Once incarcerated, Sarkozy’s defense team can petition for alternatives to imprisonment, such as house arrest with an electronic monitoring device. Such requests would require judicial approval.
In a recent editorial, the conservative newspaper Le Figaro criticized the court’s decision as “illogical and baffling.”
Conversely, some analysts pointed out that French politicians across the spectrum have faced legal consequences, citing the example of former Socialist minister Jérôme Cahuzac. Cahuzac, who had championed tax transparency under François Hollande’s administration, was convicted for tax evasion and hiding assets in offshore accounts.
The publication Le Monde emphasized that Sarkozy’s sentencing reinforces the principle that “no individual is exempt from the law.”
According to France’s largest magistrates’ union, over 80% of individuals sentenced to five years or more are required to serve time immediately, indicating that Sarkozy is receiving standard treatment under the law.

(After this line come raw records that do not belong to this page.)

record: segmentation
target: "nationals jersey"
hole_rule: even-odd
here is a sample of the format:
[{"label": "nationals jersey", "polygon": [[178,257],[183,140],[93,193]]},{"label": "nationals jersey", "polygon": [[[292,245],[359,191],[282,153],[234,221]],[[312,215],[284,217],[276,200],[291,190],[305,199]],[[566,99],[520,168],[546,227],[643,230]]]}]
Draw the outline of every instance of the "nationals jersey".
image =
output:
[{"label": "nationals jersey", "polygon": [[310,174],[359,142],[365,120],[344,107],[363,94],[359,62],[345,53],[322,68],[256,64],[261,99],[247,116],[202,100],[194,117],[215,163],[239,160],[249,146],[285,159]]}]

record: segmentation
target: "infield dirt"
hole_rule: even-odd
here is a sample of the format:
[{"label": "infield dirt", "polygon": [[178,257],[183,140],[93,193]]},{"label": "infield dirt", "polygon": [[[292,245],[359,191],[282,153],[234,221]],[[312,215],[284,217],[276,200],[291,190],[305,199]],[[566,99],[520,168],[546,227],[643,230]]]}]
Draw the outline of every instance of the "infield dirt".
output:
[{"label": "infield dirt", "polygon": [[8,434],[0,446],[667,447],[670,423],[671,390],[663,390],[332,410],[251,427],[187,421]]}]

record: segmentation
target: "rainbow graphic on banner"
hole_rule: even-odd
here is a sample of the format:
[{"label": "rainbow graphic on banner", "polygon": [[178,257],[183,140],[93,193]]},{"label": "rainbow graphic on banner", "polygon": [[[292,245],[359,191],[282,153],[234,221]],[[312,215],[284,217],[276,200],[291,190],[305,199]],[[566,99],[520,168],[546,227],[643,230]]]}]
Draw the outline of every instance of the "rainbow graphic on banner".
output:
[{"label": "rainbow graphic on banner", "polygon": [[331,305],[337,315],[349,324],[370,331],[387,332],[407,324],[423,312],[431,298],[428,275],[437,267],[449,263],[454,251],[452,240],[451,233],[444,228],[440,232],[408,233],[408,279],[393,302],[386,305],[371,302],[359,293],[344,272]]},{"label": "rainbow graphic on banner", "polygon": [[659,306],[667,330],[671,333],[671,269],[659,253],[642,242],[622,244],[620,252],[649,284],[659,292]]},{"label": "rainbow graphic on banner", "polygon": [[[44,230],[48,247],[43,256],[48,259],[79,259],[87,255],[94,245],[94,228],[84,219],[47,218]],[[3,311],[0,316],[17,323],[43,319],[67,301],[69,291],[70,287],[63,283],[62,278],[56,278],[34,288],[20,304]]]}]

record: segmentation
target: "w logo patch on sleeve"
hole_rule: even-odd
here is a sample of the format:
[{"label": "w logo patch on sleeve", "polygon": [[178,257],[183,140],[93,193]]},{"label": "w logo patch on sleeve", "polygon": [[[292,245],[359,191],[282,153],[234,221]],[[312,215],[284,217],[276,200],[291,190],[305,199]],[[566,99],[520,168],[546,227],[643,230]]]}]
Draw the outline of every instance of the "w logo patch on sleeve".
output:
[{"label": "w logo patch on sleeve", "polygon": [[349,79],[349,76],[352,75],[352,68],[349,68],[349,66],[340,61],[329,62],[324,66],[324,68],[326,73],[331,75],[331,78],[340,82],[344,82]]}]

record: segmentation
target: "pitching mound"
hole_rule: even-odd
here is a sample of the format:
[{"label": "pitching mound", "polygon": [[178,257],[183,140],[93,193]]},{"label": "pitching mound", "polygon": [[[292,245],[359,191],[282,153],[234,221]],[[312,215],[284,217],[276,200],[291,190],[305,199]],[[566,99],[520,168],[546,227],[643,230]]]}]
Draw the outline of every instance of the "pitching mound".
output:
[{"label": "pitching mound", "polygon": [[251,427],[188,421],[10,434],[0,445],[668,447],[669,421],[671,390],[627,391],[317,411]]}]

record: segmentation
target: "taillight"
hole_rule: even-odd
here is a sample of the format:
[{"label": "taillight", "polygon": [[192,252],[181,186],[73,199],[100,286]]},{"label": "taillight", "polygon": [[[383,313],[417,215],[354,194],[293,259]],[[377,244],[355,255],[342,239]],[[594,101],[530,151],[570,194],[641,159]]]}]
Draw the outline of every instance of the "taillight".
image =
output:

During the trial, the public prosecutor accused Sarkozy of forging a “Faustian bargain of corruption with one of the most notorious dictators of the past three decades” to secure illicit campaign funds from Gaddafi. The prosecution had sought a seven-year prison term, but the judges ultimately imposed a five-year sentence, with the condition that incarceration begin promptly despite ongoing appeals.
From the political left, Eva Joly, a former magistrate and 2012 Green Party presidential candidate, condemned Sarkozy’s public denunciations of the judiciary as “an assault on democratic values,” likening his rhetoric to that of former U.S. President Donald Trump.